Jesus once spoke of a certain rich man who “thought within himself, saying, What shall I do, because I have no room where to bestow my fruits? And he said, This will I do: I will pull down my barns, and build greater; and there will I bestow all my fruits and my goods. And I will say to my soul, Soul, thou hast much goods laid up for many years; take thine ease, eat, drink, and be merry. But God said unto him, Thou fool, this night thy soul shall be required of thee: then whose shall those things be, which thou hast provided? So is he that layeth up treasure for himself, and is not rich toward God” (Luke 12:17–21).

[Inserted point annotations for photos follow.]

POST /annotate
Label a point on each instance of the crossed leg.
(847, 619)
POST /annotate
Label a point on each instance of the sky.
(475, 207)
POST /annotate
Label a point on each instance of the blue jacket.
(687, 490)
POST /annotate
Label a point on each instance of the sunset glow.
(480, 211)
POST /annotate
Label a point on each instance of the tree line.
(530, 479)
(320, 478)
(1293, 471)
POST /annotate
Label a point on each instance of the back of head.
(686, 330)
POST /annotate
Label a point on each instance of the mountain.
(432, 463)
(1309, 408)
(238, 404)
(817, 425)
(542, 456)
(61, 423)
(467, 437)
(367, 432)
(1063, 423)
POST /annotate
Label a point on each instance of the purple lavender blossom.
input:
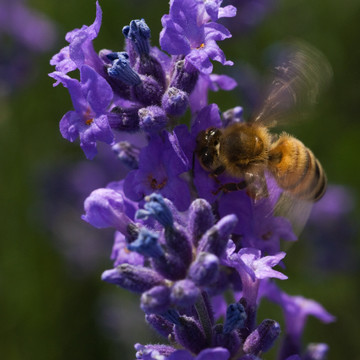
(89, 121)
(80, 50)
(296, 309)
(159, 170)
(24, 34)
(180, 243)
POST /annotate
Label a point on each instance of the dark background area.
(53, 308)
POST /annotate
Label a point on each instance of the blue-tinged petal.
(227, 11)
(215, 53)
(96, 89)
(209, 116)
(101, 129)
(180, 355)
(91, 30)
(62, 62)
(223, 82)
(172, 39)
(200, 60)
(216, 32)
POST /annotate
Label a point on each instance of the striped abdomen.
(296, 169)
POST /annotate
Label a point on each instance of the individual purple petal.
(215, 239)
(74, 88)
(120, 253)
(261, 266)
(62, 62)
(227, 11)
(151, 352)
(209, 116)
(98, 92)
(186, 33)
(163, 326)
(171, 40)
(201, 219)
(156, 300)
(189, 334)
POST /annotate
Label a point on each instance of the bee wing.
(296, 85)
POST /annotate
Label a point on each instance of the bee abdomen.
(296, 169)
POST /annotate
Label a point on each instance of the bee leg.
(218, 171)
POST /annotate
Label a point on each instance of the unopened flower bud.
(175, 101)
(316, 352)
(159, 323)
(184, 77)
(148, 91)
(235, 317)
(156, 208)
(233, 115)
(262, 338)
(215, 239)
(122, 70)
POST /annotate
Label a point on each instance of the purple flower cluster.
(179, 243)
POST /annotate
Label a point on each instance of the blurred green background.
(50, 308)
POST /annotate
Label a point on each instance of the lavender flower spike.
(106, 208)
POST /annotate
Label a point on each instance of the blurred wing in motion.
(300, 77)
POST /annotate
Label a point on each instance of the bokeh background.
(52, 302)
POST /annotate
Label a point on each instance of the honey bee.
(246, 150)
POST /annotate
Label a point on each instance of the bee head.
(207, 148)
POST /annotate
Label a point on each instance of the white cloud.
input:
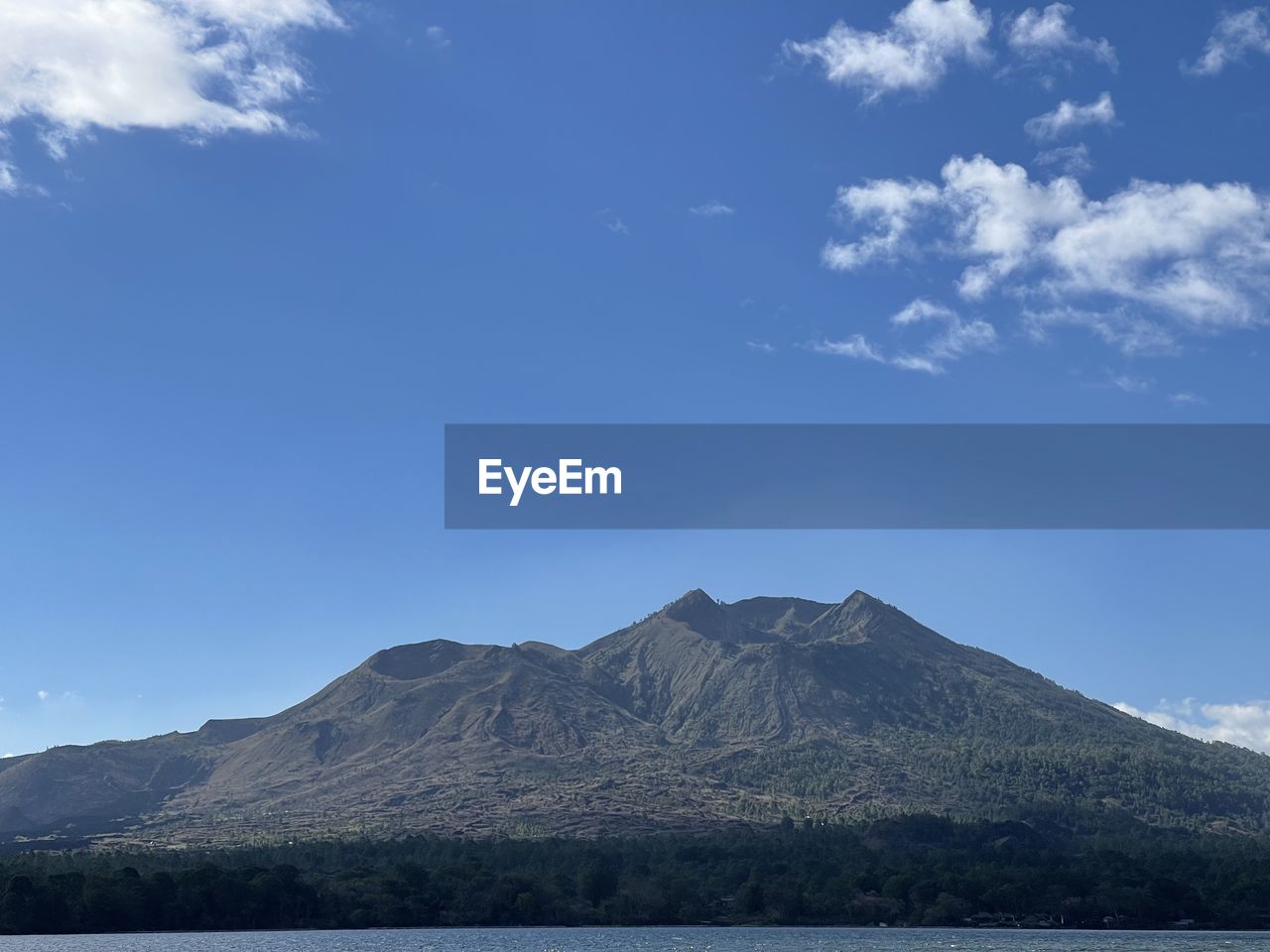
(853, 347)
(1234, 37)
(889, 206)
(9, 181)
(911, 55)
(198, 66)
(1135, 268)
(955, 338)
(711, 209)
(1069, 116)
(1129, 384)
(1125, 330)
(1066, 160)
(612, 221)
(1246, 725)
(1187, 399)
(1044, 37)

Secure in his wealth this rich man nonetheless died. And in death he was found wanting in God’s great balance scales of judgment. He had failed during his lifetime to use his time and blessings to the glory of God.
With our prosperity and abundance of leisure time we are not unlike the rich man of Jesus’ day. How our generation meets the test of entrusted resources and privileges—particularly that of leisure time—may well determine the future of civilization.—B. CHARLES HOSTETTER, speaker on the international Mennonite Hour broadcast.